Ma quello che “gioca contro”,  è l’erronea e “moderna” concezione dell’adozione che viene vista dalle coppie sterili come uno dei “metodi” per avere un figlio, ovvero come una forma di genitorialità a pagamento. Un modo di vivere l’adozione non solo erroneo ma anche pericoloso. Perché “se non si trova una coppia disposta a pagare – si interroga Griffini –  il diritto di quel bambino abbandonato non si avvera? Ma allora che diritto è? Un diritto che non esiste in stesso, che esiste solo sulla carta delle convenzioni internazionali”.

Ecco che allora il presidente di Ai.Bi. pone ai relatori e protagonisti del convegno tre questioni ai quali si dovrà trovare una risposta alla fine della “due giorni” di dibattiti e confronto.

La crisi che ha colpito le adozioni internazionali in Italia – ha detto –  sembra da ascriversi ad altre cause rispetto a quelle che hanno colpito Francia, Spagna e USA. Sembra dipendere da un fatto ‘politico’ : dalla fine del 2011 è cambiato qualcosa a livello ‘di scelta politica della accoglienza’ . Si potrebbe pensare, dunque, che senza un governo che creda nelle adozioni internazionali, queste non hanno futuro”. Ma – ed è qui la prima domanda: “È sufficiente una scelta politica di ‘sostegno alle adozioni’ , cioè ritornare al 2011 , a quei governi per uscire dalla crisi odierna?”

Il calo delle richieste delle coppie è iniziato molto prima – ha aggiunto – di quello delle adozioni. E sembra inarrestabile: 500 copie all’ anno. Quindi le cause di questo calo sembrano non avere nulla a che fare con la ‘scelta politica’ Quali quindi la cause? Perché, e questa è la seconda domanda, le coppie italiane, francesi e spagnole fuggono dall’adozione internazionale?”

Infine, terzo quesito: la EALA (Assemblea legislativa della Africa dell’ Est, Uganda , Kenya , Tanzania, Rwanda e Burundi) dichiara l’intenzione dei Paesi africani di “programmare l’ abolizione della adozione internazionale per evitare che i bambini finiscano nelle mani dei trafficanti “.
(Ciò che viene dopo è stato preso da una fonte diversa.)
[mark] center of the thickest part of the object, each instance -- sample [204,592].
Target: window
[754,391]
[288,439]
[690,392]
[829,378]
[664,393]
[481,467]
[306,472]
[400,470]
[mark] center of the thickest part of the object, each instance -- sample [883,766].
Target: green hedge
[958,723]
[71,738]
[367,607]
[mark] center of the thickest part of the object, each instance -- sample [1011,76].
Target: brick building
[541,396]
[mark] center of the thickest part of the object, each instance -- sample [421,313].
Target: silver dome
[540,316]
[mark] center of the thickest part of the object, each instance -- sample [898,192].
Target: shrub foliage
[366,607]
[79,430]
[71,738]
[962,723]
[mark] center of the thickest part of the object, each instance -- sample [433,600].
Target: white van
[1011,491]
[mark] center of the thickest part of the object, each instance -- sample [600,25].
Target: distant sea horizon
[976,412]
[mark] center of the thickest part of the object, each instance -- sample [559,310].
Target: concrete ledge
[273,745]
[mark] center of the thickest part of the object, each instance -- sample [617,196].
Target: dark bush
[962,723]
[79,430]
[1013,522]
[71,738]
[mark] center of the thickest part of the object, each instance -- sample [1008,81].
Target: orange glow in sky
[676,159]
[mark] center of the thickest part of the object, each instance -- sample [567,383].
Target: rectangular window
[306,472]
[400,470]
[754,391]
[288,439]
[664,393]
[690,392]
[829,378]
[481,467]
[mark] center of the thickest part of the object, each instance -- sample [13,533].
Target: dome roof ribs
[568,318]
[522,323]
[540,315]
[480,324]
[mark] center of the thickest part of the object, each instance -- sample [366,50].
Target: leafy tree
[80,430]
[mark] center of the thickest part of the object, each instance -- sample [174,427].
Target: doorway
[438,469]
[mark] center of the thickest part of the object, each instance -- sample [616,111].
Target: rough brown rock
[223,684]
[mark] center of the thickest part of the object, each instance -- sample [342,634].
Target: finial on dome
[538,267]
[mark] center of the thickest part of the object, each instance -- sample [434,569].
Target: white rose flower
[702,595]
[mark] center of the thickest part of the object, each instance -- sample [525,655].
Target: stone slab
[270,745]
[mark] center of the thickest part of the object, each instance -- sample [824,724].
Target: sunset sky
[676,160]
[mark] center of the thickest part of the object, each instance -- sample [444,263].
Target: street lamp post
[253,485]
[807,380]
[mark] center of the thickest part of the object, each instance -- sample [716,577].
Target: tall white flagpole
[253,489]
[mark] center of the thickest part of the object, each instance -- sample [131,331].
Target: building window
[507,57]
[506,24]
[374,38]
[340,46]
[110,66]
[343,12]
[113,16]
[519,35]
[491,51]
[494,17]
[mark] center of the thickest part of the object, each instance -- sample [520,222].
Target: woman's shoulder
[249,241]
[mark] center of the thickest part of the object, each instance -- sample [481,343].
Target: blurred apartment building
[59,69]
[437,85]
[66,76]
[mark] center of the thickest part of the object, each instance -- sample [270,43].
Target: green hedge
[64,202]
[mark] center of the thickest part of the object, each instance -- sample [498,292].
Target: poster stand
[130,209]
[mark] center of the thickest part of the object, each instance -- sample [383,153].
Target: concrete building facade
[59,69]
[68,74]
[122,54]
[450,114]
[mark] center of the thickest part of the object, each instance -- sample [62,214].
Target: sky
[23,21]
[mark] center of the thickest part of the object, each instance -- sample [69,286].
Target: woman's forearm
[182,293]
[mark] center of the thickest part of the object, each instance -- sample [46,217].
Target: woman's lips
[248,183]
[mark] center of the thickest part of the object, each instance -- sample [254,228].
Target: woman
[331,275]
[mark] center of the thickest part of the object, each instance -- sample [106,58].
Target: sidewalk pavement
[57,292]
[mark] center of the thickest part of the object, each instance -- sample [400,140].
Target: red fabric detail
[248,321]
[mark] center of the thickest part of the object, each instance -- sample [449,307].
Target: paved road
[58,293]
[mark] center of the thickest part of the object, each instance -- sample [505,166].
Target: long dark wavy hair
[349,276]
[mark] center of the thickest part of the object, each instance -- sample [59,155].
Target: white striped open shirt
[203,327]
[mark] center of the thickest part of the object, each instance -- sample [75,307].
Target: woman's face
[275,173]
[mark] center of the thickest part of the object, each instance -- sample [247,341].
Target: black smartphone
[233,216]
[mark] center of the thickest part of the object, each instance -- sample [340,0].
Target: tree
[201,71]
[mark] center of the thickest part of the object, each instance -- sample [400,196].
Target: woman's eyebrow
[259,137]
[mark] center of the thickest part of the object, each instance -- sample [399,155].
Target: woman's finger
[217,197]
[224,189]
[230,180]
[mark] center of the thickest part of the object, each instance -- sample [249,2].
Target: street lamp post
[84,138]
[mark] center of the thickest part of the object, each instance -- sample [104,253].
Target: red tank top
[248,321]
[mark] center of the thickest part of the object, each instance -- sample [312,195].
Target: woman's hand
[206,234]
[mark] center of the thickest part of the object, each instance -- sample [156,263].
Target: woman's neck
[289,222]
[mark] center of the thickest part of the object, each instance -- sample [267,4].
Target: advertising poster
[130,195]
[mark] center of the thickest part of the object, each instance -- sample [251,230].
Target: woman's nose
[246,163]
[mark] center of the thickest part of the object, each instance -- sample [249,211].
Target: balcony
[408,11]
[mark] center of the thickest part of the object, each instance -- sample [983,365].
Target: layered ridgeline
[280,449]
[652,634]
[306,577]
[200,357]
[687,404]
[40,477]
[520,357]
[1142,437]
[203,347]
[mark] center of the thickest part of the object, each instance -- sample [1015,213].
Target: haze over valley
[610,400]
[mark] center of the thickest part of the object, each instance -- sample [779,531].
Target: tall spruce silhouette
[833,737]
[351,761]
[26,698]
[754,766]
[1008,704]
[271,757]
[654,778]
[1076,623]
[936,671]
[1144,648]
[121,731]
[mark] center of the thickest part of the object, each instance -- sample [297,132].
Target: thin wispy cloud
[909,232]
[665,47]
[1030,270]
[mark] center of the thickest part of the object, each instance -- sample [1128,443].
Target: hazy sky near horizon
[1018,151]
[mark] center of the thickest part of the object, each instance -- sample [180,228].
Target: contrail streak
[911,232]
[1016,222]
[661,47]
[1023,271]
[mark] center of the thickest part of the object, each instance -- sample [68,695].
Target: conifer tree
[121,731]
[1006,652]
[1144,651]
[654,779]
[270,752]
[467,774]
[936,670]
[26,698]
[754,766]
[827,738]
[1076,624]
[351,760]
“Ma è mai possibile – al giorno d’oggi – – si è chiesto Griffini – chiudere un Paese per paura che le adozioni internazionali si trasformino in un traffico di minori ? Di chi è la responsabilità se un Paese di origine chiude le adozioni internazionali per traffico di minori? Delle autorità dei paesi di origine , della loro mancanza di controllo, di eventuali connivenze o piuttosto delle autorità dei paesi di accoglienza , dal loro mancato controllo , degli enti autorizzati, delle famiglie?”

Per quanto riguarda la CAI, il regolamento impone che, ogni due anni , ogni ente autorizzato debba essere sottoposto a verifica “sulla permanenza dei requisiti di idoneità degli EA e sulla correttezza,trasparenza della loro azione” . Quindi essendo in Italia, noi Enti autorizzati (66), dovremmo assistere ogni anno a ben 33 verifiche. “Ora a quanto sappiamo sono solo due le verifiche in corso. Come si possono condurre adozioni internazionali se il sistema non viene rigidamente controllato? Che futuro può avere un sistema così delicato, ma fuori controllo?

Allora – la TERZA DOMANDA – di chi è quindi la responsabilità se un Paese di origine chiude le adozioni per delle irregolarità nelle procedure adottive – ha precisato – condotte dagli stranieri e cosa fare per collaborare con i paesi di origine per garantire una adozione internazionale assolutamente trasparente e sicura?”

“Ecco , queste sono le tre questioni che pongo sul tavolo di questo convegno – ha concluso il presidente di Ai.Bi.– e credo che in base alle risposte che riusciremo a dare, dipenderà o meno la  risposta alla “madre delle domande “qui posta : l’ adozione internazionale ha ancora un futuro?